Un aspecto muy logrado en esta novela es su ambientación. Junto a sus personajes nosotros mismos vamos sintiendo la dureza y la crueldad del paisaje australiano que se ciñe entorno a ellos. Nos encontramos en los años veinte con una forma de vida muy al estilo del western americano. Es una zona muy poco poblada, casi abandonada, las montañas son un obstáculo insalvable para conservar la vida. Rudos ganaderos, bandidos, ladrones de caballos se funden y mimetizan con el desolador paisaje explotando una tierra que tiene muy poco que ofrecer al débil.

Una de las particularidades de esta novela es su narrador. Os hablaba antes de que la novela comienza con el enterramiento de la hija recién nacida de Jessie. Si bien ella la deja atrás será la voz narrativa que acompañe al lector durante toda la novela.
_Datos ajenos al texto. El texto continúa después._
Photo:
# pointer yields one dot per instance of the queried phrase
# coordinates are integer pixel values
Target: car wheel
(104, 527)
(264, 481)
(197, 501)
Se trata de una voz en tercera persona omnisciente que además tiene una enorme carga simbólica y metafórica, la de una conciencia que no puede ni quiere callarse, que observa pero no es objetiva. No hay que pensar que esta voz infantil suavizará el relato o lo dulcificara de alguna forma porque no es este su objetivo.  El estilo narrativo de Courtney Collins está muy depurado y afinado, con un vocabulario exacto y cuidadosamente seleccionado incluso cuenta con cierto lirismo en algunos momentos. Su prosa es una balsa que fluye tranquilamente sin perder el rumbo en ningún momento.

La novela se divide en siete partes distintas; cada una a su vez dividida en capítulos cortos que aportan agilidad al relato. La construcción de esta novela no está exenta de cierta complejidad pues se desarrolla a través de un trama principal con continuos flash-backs que se mueven en diversos planos temporales perfectamente manejados de forma que la información se solapa pero nunca llega a repetirse. Esta es la forma en que conocemos pasado y presente para completar toda la historia.

Conclusión

Un mal día para nacer es una novela dura, de complejos personajes con algunos pasajes demoledores que dejarán sin duda algún poso en el lector.  Una propuesta original, diferente, construida de forma ingeniosa y que a mí personalmente me ha resultado refrescante.